Former district court in Norway

Gjøvik District Court (Gjøvik tingrett) was a district court in Innlandet county, Norway. The court was based in Gjøvik. The court existed from 2009 until 2021. It served the municipalities of Gjøvik, Lunner, Gran, Søndre Land, Nordre Land, Østre Toten, and Vestre Toten. Cases from this court could be appealed to Eidsivating Court of Appeal.

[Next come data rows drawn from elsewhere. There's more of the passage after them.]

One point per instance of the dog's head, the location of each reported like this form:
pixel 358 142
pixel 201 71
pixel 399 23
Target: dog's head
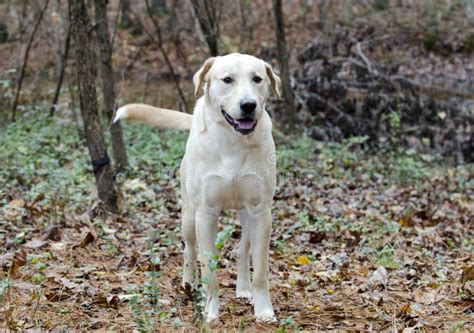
pixel 237 86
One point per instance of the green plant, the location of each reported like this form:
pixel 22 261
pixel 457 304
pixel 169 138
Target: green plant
pixel 145 302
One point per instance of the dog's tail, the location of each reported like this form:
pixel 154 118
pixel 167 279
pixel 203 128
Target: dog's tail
pixel 161 118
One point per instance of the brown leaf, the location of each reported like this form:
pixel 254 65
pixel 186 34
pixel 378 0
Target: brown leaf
pixel 405 309
pixel 56 295
pixel 426 296
pixel 87 237
pixel 19 260
pixel 111 301
pixel 316 237
pixel 35 244
pixel 467 274
pixel 53 233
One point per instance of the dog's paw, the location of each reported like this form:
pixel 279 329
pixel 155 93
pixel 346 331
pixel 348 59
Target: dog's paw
pixel 210 319
pixel 246 294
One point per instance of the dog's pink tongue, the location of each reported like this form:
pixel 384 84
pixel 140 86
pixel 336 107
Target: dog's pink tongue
pixel 245 124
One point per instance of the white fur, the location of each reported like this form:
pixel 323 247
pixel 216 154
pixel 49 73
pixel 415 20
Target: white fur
pixel 224 169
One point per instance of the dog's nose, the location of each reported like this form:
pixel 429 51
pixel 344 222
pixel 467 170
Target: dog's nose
pixel 248 106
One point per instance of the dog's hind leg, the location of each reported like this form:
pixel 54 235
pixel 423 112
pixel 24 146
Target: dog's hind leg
pixel 243 289
pixel 206 227
pixel 188 229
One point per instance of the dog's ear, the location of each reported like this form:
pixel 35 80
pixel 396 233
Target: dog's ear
pixel 274 80
pixel 200 77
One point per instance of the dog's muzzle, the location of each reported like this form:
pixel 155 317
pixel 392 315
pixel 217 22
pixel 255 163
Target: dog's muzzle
pixel 244 125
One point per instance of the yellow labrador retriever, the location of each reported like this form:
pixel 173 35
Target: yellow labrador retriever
pixel 229 164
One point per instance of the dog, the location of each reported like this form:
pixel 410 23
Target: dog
pixel 229 164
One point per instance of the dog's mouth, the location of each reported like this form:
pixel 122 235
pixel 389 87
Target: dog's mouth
pixel 244 125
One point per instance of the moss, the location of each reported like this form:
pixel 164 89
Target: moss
pixel 468 44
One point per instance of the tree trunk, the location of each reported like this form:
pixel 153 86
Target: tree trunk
pixel 62 71
pixel 161 47
pixel 108 83
pixel 89 110
pixel 283 57
pixel 208 15
pixel 25 60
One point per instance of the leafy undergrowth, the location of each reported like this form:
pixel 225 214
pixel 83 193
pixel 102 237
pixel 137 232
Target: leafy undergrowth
pixel 361 240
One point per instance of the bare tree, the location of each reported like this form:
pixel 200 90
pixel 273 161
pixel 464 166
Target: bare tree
pixel 108 83
pixel 62 71
pixel 161 47
pixel 246 22
pixel 283 57
pixel 25 59
pixel 88 98
pixel 208 15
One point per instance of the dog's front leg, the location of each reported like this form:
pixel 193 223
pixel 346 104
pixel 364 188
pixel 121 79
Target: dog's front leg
pixel 261 222
pixel 243 288
pixel 206 230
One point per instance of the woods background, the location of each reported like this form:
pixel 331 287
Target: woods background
pixel 373 213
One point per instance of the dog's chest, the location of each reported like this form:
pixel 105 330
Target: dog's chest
pixel 232 181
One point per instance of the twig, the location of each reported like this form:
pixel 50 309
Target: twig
pixel 159 43
pixel 25 59
pixel 116 25
pixel 361 54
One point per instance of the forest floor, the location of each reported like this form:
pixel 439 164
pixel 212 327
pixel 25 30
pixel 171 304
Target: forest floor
pixel 361 240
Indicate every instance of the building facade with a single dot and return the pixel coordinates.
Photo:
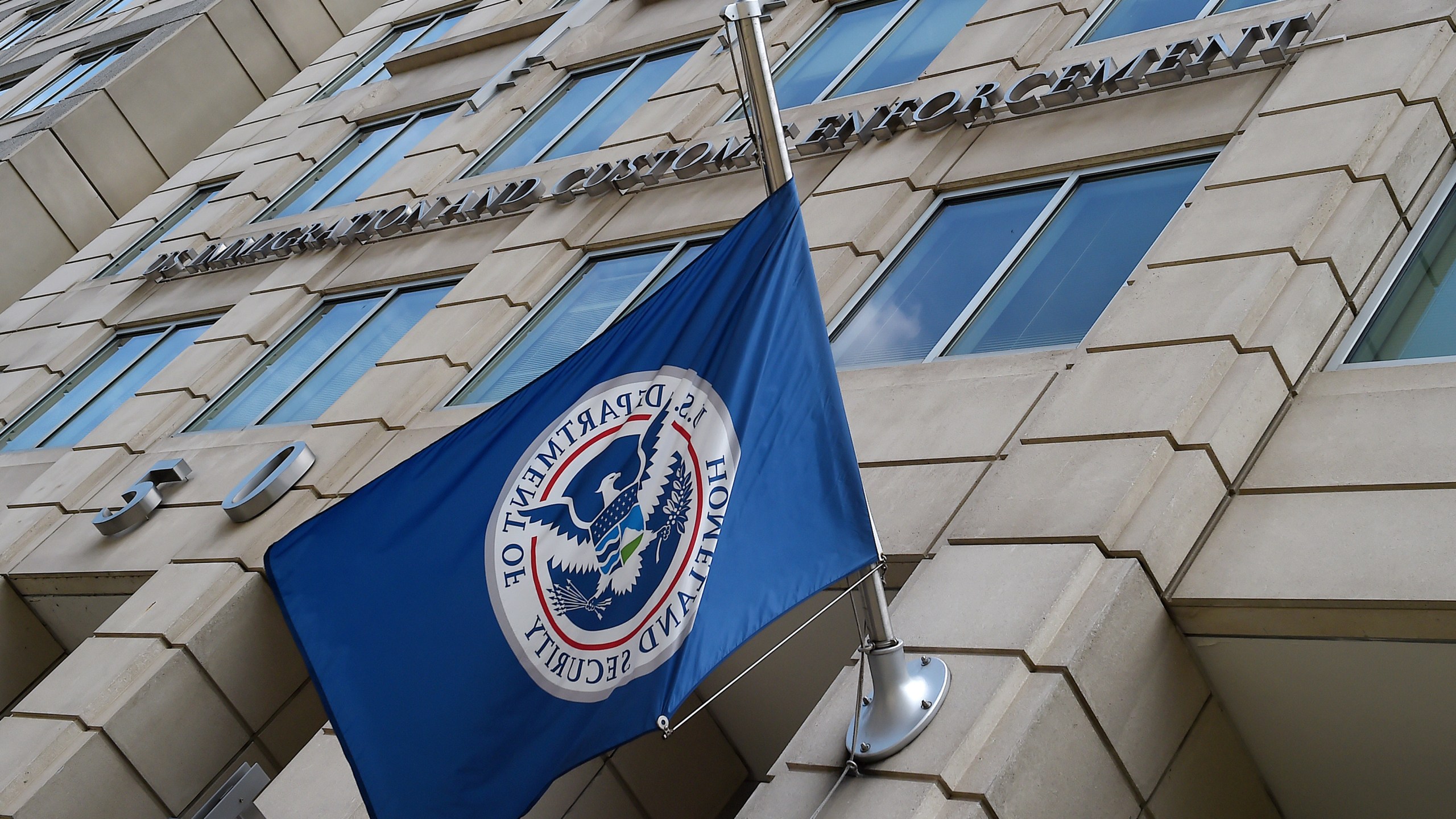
(101, 101)
(1145, 328)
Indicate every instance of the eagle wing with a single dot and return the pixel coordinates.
(573, 551)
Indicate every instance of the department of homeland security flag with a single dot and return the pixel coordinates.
(542, 584)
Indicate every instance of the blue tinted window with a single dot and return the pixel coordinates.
(918, 301)
(1057, 273)
(584, 111)
(1079, 261)
(607, 115)
(912, 46)
(861, 37)
(1129, 16)
(162, 231)
(357, 164)
(823, 57)
(574, 317)
(303, 375)
(1232, 5)
(354, 358)
(89, 395)
(1418, 317)
(107, 8)
(69, 81)
(370, 68)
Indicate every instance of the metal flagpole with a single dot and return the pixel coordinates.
(763, 105)
(906, 694)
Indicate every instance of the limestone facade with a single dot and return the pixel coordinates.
(81, 148)
(1190, 564)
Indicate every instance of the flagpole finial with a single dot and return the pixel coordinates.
(746, 18)
(908, 694)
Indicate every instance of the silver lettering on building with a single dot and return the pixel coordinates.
(142, 499)
(268, 483)
(1039, 91)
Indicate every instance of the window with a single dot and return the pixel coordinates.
(1416, 318)
(71, 411)
(162, 231)
(303, 375)
(105, 8)
(584, 111)
(592, 297)
(370, 66)
(868, 46)
(1117, 18)
(357, 164)
(30, 24)
(71, 79)
(1014, 268)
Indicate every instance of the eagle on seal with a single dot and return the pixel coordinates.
(614, 543)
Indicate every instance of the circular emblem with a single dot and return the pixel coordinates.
(602, 541)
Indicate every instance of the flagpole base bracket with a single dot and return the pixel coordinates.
(908, 694)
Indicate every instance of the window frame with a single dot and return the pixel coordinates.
(302, 184)
(1069, 183)
(1095, 19)
(89, 15)
(101, 55)
(676, 248)
(140, 330)
(854, 63)
(632, 63)
(41, 16)
(386, 295)
(1388, 280)
(159, 232)
(329, 88)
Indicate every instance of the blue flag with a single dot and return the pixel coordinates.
(542, 584)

The court was a court of first instance. Its judicial duties were mainly to settle criminal cases and to resolve civil litigation as well as bankruptcy. The administration and registration tasks of the court included death registration, issuing certain certificates, performing duties of a notary public, and officiating civil wedding ceremonies. Cases from this court were heard by a combination of professional judges and lay judges.

==History==
The court was created on 1 January 2009, when the old Toten District Court and Hadeland og Land District Court were merged. Jevnaker Municipality was a part of the Hadeland og Land District Court prior to 2009, but on that date it was moved to the jurisdiction of the Ringerike District Court rather than joining the new Gjøvik District Court. On 26 April 2021, Gjøvik District Court was merged with the Nord-Gudbrandsdal District Court, Sør-Gudbrandsdal District Court, and Valdres District Court to create the new Vestre Innlandet District Court.